Hello, I am Lauro Vanderborght. This is episode five of Digita’s Tech Talks on Solid. In the previous episode, we discussed how HTTP is used as a network protocol to allow clients and servers to communicate about resources. In this episode, we will talk more about how to identify these resources, using URIs.
When you want to talk about someone or something --> when you are referring to a resource, you have to express exactly which resource you are referring to. You have to identify that resource. Identifiers are essential in any data information system, and the same holds true for the Solid ecosystem. Where typical database systems make use of local identifiers, resources in the Solid ecosystem need universal identifiers: identifiers that uniquely identify a specific resource, across any database system or location.
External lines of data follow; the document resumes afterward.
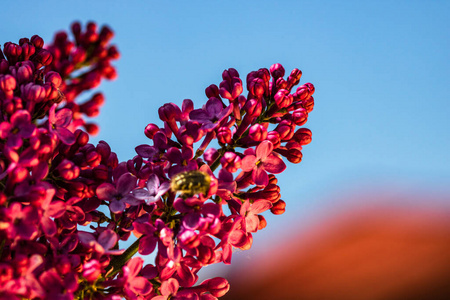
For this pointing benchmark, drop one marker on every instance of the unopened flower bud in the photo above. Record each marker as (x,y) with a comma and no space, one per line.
(224,135)
(278,208)
(257,133)
(303,136)
(262,222)
(217,286)
(277,71)
(43,58)
(54,78)
(150,130)
(68,170)
(212,91)
(300,116)
(27,51)
(275,138)
(231,162)
(210,155)
(12,52)
(37,41)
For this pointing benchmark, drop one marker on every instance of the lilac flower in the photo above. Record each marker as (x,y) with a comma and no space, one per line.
(250,212)
(120,194)
(103,244)
(261,161)
(151,235)
(134,285)
(211,115)
(154,189)
(58,123)
(18,128)
(20,223)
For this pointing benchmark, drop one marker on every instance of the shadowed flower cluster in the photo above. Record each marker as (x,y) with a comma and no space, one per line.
(192,195)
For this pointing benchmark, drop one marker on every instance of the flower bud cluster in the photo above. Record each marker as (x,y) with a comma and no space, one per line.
(192,196)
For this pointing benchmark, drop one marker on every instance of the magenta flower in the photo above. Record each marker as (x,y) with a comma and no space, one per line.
(261,161)
(103,244)
(154,189)
(19,127)
(250,212)
(211,115)
(58,123)
(135,285)
(120,194)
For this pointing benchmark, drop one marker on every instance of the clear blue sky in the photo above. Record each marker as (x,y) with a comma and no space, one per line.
(380,69)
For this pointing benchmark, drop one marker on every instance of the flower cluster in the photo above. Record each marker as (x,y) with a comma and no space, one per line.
(193,195)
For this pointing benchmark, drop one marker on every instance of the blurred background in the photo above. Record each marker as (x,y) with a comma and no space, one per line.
(369,204)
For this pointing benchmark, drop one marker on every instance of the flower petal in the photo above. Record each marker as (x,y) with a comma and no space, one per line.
(274,164)
(260,176)
(263,150)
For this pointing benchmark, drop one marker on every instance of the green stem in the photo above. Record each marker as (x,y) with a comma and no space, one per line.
(117,262)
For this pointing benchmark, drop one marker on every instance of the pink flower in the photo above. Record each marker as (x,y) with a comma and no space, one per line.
(58,123)
(261,161)
(250,212)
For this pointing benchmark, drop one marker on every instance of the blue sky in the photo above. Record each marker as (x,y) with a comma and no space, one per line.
(381,119)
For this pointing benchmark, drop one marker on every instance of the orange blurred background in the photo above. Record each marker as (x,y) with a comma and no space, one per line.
(390,247)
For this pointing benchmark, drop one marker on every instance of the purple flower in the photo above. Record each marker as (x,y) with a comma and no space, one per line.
(19,127)
(134,284)
(151,235)
(211,115)
(106,240)
(58,123)
(261,161)
(120,194)
(250,212)
(154,189)
(22,223)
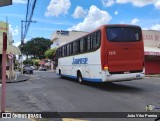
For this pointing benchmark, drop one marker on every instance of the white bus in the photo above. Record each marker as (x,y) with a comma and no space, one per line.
(109,53)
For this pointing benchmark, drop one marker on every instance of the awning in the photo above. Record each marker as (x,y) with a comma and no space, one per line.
(11,49)
(151,50)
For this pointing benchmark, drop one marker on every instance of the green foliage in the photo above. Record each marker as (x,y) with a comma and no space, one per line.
(36,47)
(28,62)
(36,62)
(50,53)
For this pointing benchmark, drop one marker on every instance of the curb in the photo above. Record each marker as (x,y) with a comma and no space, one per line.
(25,78)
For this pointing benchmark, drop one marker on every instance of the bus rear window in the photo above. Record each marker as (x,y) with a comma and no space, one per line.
(123,34)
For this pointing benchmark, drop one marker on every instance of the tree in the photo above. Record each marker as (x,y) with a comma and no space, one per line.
(50,53)
(36,47)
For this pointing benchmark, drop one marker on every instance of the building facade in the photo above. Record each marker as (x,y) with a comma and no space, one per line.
(11,50)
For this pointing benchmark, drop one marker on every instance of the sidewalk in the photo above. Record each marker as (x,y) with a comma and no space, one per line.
(18,78)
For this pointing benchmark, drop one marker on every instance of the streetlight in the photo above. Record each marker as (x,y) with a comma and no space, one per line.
(22,36)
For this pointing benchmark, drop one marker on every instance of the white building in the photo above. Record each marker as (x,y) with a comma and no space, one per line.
(11,49)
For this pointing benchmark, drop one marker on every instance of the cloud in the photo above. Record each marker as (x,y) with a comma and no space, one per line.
(116,12)
(155,27)
(108,3)
(95,18)
(79,12)
(20,1)
(58,7)
(135,21)
(14,31)
(138,3)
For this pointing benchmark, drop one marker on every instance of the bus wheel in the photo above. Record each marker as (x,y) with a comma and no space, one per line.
(79,77)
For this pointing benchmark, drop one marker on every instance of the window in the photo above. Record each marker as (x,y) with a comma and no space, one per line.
(85,45)
(88,43)
(74,47)
(68,49)
(123,34)
(96,40)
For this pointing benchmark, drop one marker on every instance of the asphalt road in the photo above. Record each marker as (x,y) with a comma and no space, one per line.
(46,92)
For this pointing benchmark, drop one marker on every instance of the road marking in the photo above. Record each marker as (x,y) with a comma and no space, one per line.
(71,119)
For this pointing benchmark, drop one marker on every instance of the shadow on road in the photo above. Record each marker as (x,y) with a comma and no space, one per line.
(110,86)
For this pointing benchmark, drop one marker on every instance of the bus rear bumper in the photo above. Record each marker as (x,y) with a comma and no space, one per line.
(122,77)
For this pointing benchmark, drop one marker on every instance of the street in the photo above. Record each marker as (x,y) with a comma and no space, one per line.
(46,92)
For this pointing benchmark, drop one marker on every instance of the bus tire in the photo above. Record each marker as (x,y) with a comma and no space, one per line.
(79,77)
(60,74)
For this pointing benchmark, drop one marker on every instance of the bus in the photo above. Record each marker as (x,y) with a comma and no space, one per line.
(110,53)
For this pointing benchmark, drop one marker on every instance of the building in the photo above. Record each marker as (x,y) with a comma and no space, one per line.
(11,50)
(152,51)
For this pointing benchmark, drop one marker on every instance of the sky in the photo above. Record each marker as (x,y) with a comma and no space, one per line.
(81,15)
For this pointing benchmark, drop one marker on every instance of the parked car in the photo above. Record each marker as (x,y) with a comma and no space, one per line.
(42,68)
(27,69)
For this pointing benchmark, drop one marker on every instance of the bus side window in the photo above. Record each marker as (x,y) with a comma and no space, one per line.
(74,47)
(81,45)
(85,45)
(65,50)
(68,49)
(71,48)
(91,42)
(78,46)
(88,43)
(96,40)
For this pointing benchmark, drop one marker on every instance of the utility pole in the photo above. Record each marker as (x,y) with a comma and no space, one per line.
(22,41)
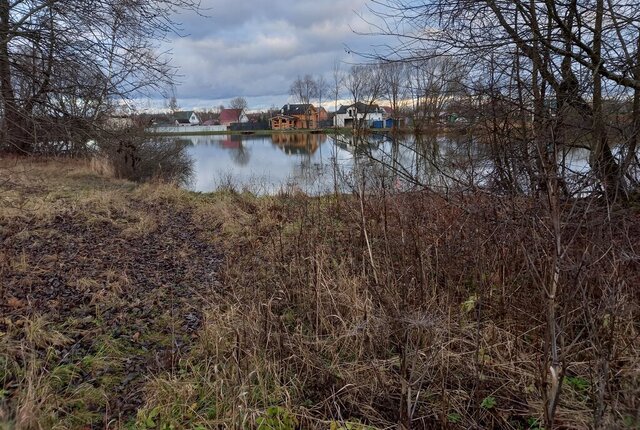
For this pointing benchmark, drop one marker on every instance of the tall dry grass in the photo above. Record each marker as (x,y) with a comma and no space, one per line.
(414,311)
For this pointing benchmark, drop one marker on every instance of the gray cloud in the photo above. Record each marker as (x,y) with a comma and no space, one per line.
(255,49)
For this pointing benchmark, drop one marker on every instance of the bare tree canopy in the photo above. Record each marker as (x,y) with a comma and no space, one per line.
(238,103)
(76,59)
(303,90)
(576,56)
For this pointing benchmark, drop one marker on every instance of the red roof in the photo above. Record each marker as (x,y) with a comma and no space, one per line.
(227,116)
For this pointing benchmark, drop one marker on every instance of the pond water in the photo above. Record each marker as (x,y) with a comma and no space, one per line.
(321,163)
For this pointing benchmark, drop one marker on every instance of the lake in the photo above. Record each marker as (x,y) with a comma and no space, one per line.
(321,163)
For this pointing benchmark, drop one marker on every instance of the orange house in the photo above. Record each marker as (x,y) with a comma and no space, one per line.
(295,116)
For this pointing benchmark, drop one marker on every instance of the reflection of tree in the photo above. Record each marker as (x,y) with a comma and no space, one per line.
(239,153)
(298,143)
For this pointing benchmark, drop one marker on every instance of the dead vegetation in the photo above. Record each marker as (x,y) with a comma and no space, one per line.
(330,312)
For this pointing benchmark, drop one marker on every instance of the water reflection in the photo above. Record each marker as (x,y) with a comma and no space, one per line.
(320,163)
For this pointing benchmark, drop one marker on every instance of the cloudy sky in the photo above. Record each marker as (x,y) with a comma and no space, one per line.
(254,48)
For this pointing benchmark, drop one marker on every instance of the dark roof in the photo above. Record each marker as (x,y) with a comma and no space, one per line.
(180,116)
(295,109)
(230,115)
(282,116)
(360,107)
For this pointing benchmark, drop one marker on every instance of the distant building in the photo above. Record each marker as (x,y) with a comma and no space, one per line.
(295,116)
(232,116)
(357,113)
(186,118)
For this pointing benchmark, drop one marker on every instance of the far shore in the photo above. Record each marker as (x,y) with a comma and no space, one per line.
(268,132)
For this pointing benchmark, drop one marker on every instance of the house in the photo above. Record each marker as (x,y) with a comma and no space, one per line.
(282,122)
(357,113)
(185,118)
(295,116)
(232,116)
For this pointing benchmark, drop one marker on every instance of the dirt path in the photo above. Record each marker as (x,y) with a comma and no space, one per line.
(102,299)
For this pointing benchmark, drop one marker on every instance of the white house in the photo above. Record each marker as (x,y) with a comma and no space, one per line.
(186,118)
(347,116)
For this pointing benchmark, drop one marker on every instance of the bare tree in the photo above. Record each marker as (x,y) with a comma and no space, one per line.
(238,103)
(321,88)
(64,49)
(364,85)
(336,84)
(394,78)
(303,90)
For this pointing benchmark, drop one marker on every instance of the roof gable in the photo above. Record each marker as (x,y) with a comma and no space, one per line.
(230,115)
(296,109)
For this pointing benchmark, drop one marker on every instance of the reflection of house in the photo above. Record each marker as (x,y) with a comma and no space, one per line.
(232,116)
(295,116)
(185,118)
(298,143)
(282,122)
(357,113)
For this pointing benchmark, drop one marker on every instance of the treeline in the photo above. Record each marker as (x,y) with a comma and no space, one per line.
(65,65)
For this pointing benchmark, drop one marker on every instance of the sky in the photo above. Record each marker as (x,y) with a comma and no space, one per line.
(255,49)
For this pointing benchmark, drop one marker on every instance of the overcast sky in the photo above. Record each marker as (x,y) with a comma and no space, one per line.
(255,49)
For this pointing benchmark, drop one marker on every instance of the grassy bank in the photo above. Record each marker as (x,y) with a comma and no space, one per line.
(145,306)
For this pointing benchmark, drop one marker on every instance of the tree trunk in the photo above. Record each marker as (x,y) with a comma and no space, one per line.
(14,122)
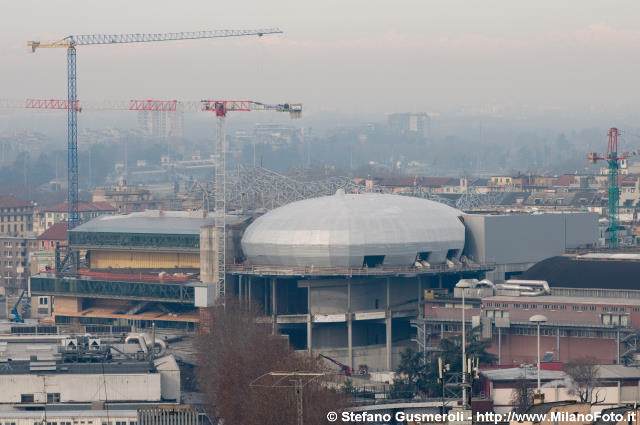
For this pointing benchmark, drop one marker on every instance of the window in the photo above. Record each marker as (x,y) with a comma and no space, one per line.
(373,260)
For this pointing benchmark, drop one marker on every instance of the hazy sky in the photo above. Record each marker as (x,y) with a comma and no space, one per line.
(349,56)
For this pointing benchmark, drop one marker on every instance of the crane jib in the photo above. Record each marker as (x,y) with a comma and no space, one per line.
(89,39)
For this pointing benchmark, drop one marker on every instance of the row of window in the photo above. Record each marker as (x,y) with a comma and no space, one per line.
(563,307)
(18,209)
(15,228)
(78,423)
(575,333)
(17,253)
(29,398)
(6,218)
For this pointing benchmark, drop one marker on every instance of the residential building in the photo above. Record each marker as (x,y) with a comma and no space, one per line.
(48,216)
(55,234)
(14,261)
(128,198)
(418,123)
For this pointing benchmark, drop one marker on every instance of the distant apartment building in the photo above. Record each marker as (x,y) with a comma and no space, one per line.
(418,123)
(48,216)
(16,216)
(128,198)
(161,124)
(54,235)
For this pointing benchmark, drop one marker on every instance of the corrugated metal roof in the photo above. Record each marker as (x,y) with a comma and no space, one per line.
(57,232)
(154,222)
(561,299)
(340,230)
(50,414)
(10,201)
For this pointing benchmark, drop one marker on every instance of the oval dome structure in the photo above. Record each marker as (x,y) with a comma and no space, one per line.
(353,230)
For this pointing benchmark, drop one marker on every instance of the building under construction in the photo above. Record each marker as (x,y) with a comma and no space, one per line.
(342,275)
(137,269)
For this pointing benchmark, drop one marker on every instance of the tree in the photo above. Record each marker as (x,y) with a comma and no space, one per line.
(584,373)
(522,395)
(414,377)
(234,350)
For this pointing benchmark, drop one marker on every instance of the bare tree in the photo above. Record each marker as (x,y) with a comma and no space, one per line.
(234,349)
(584,373)
(522,395)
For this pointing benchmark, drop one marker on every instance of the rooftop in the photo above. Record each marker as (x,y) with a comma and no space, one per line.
(611,273)
(57,232)
(120,367)
(10,201)
(605,373)
(82,207)
(561,299)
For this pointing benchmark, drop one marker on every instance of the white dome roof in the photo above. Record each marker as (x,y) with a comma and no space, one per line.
(340,230)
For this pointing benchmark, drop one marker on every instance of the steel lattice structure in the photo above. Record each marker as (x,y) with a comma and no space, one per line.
(70,43)
(255,188)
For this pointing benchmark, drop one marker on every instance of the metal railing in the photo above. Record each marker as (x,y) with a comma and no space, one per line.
(348,271)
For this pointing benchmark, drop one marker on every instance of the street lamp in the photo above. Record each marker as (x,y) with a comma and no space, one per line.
(537,319)
(464,284)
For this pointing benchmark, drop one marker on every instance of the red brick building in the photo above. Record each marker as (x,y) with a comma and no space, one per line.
(577,326)
(56,234)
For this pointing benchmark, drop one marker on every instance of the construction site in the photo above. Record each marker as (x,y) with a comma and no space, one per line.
(109,292)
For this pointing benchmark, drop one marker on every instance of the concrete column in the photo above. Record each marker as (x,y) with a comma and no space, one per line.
(349,327)
(249,292)
(619,392)
(558,342)
(274,303)
(389,339)
(420,294)
(499,346)
(309,339)
(618,348)
(265,304)
(309,320)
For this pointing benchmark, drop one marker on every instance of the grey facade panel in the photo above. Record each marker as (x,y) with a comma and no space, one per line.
(527,238)
(340,230)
On the Web, we already use a subset of these kinds of identifiers, conveniently called Universal Resource Locators, or URLs. We can use these identifiers to also retrieve the resources they identify. In technical terms this is called dereferencing the URL. This means that each web page’s URL is also its Universal Resource Identifier, or URI, and can be used by anyone to refer to, and retrieve, that web page.
Each URI begins with a scheme name. That scheme describes how to interpret the URI, and how to access the resource if it is a URL. Within the Solid ecosystem, we will typically deal with URLs that use the HTTP scheme, or actually the more secure HTTPS scheme. The remainder of a URL describes where the URL is located (via the hostname), and where on that location you can find the document containing the resource (via the path and the path queries). Finally, you can use a fragment identifier if you are referring to a specific part of the document. The URIs you see now are all different URIs that could identify different resources.
<sidebar>
To be more complete, there also exist IRIs, or Internationalized Resource Identifiers. An IRI is a more advanced version of a URI. When using URIs, you can only use specific western characters. IRIs allow hostnames, paths, fragments, and path queries to contain pretty much all internationalized characters, including Chinese and Japanese characters. In practice, most systems support IRIs, and it’s easy to translate IRIs to URIs and back. In practice, this also means that you can locate resources using IRIs having internationalized characters, however, URI remains the most commonly used term.
The structured data we have been talking about can also contain identifiers that cannot be used to locate the resource on the Web → we could use non-dereferencable URIs instead of URLs. URNs, or Uniform Resource Names, such as ISBNs and ISSNs, are some concrete examples of these. </sidebar>
So, URIs are used to identify resources. Resources can be anything: documents served as web pages, and data blobs such as PDFs or images in JPEG. But the power of the Solid ecosystem is that resources can be data themselves. Using URIs, we move from the (original) Web of documents, to the Web of data -- also called the Semantic Web. By looking up a URI, people and applications can retrieve data about that resource, in both public and private networks. A resource could, for example, be a structured piece of data that describes me.
In the third episode of the Solid Tech Talks, we already talked about vocabularies: sets of words with an unambiguous, agreed-upon meaning. Each of those meanings are again resources, and thus all have a distinct URI. The resource that describes me could use these URIs to link my resource to attributes (my first name, my last name, my birth date), but also link my resource to other resources, all using URIs.
Since URIs are universal identifiers, it becomes very easy to reuse URIs, not only those of vocabularies, but also those used to structure a piece of data. This is how we grow our network of data in a decentralized way. If we want to say something about an existing resource, we can use an existing URI. If we want to say something about a resource that is not described anywhere, we can create a new URI, and other people can use this new URI when describing this new resource.
As we discussed in our previous episode, on the Web, a single URL could return different representations of the same resource. It could return an HTML view when users visit that resource, it could return a JSON object, an XML document, a JPEG image… If needed, you can completely cater your response to what is requested, using standard HTTP Content Negotiation.
In Solid, additional restrictions are made on URLs and URL usage based on the last 30 years of Semantic Web experience. For example: to avoid confusion, two URLs that only differ by ending slash should not refer to two different resources, and when a URL becomes unused, it should not be hi-jacked to describe a different resource.
Finally, it is nowhere specified that all URIs and the resources they refer to need to be publicly available. You can set up specific authorization schemes to only allow specific people or applications to access specific resources. How does that work? Well, that’s something for a next video.